Ihr spielt Gitarre oder Bass und habt noch nie von Rocksmith gehört? Kann doch nicht sein!
Oder ...

Rocksmith ... ihr glaubt das ist ein Videospiel? - Aber nein, mitnichten.

Ja schon klar, Rocksmith ist erhältlich in der Games-Abteilung der Elektronik-Märkte. Und ein ebenso klares Ja, es sieht auf den ersten Blick aus wie Guitar Hero & Co. Und jahaaa, der Herausgeber ist der Games-Entwickler ubisoft. - Aber: Neiiheeen, das ist kein Videospiel! Sondern ein hoch-potentes Lerntool für Gitarre und Bass! Und wer es sogar schon besitzt und dann immer noch denkt, es sei ein Videospiel, der macht definitiv etwas falsch in der Anwendung.
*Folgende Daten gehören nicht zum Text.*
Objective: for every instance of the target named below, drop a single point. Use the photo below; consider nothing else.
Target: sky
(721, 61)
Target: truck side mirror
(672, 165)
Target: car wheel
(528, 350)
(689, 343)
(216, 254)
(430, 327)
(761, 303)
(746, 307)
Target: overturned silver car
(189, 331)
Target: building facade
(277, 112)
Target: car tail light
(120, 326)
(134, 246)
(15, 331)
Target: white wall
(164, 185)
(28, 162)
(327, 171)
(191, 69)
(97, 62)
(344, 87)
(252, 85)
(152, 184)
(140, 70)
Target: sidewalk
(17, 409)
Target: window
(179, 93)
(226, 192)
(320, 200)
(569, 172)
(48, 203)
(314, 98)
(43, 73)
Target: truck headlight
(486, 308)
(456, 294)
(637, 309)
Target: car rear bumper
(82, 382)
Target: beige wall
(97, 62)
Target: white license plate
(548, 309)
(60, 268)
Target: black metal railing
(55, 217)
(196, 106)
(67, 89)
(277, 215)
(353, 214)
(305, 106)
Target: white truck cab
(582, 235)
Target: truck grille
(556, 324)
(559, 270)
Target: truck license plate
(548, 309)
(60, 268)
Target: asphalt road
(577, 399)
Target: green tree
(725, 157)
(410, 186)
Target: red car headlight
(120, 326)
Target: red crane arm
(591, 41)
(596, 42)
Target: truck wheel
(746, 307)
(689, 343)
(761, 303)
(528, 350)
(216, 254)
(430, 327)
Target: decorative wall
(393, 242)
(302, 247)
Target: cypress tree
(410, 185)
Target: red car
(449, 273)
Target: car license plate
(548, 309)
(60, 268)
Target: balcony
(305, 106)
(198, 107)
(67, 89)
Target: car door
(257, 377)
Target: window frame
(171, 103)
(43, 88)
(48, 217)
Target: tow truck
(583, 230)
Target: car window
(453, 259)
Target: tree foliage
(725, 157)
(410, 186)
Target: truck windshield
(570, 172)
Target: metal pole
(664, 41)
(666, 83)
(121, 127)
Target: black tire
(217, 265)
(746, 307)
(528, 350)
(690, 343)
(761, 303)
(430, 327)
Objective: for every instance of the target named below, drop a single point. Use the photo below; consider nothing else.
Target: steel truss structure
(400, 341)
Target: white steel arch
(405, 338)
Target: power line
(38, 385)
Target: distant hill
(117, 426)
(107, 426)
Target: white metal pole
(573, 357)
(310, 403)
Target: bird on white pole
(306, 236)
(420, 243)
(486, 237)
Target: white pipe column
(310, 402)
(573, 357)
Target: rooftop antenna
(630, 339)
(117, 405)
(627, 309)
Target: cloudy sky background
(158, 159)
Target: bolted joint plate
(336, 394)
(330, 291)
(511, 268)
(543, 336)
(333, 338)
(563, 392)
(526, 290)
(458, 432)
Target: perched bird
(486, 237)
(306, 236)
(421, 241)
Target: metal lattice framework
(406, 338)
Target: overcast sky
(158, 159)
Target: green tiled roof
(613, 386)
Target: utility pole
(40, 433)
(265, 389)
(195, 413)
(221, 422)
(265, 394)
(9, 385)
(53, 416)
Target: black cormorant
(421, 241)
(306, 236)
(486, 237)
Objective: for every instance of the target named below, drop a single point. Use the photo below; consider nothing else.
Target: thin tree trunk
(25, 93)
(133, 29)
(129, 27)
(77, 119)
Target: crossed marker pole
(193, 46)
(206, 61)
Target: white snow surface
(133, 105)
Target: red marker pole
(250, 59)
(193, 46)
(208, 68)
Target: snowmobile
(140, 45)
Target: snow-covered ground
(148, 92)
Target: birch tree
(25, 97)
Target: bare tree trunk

Also weiterlesen ... weil ... best tool ever (jedenfalls bis zum heutigen Tage, versteht sich).

Die bislang unschlagbaren Vorteile von Rocksmith

Rocksmith ist ein graphisches Lernprogramm, dessen Optik ähnlich aufgebaut ist wie jene von Guitar Hero. Aber es ist eben nicht mit einer Plastikgitarre mit vier Tasten zu bedienen, sondern man stöpselt seine eigene, echte Gitarre (oder seinen eigenen, echten Bass) an den PC, um Rocksmith zu nutzen. Ein spezielles Kabel liegt der Software bei (Achtung: Nur die Version mit beiliegendem Kabel kaufen, weil das Kabel alleine häufig nur sehr schwer erhältlich ist und ihr es in jedem Fall benötigt).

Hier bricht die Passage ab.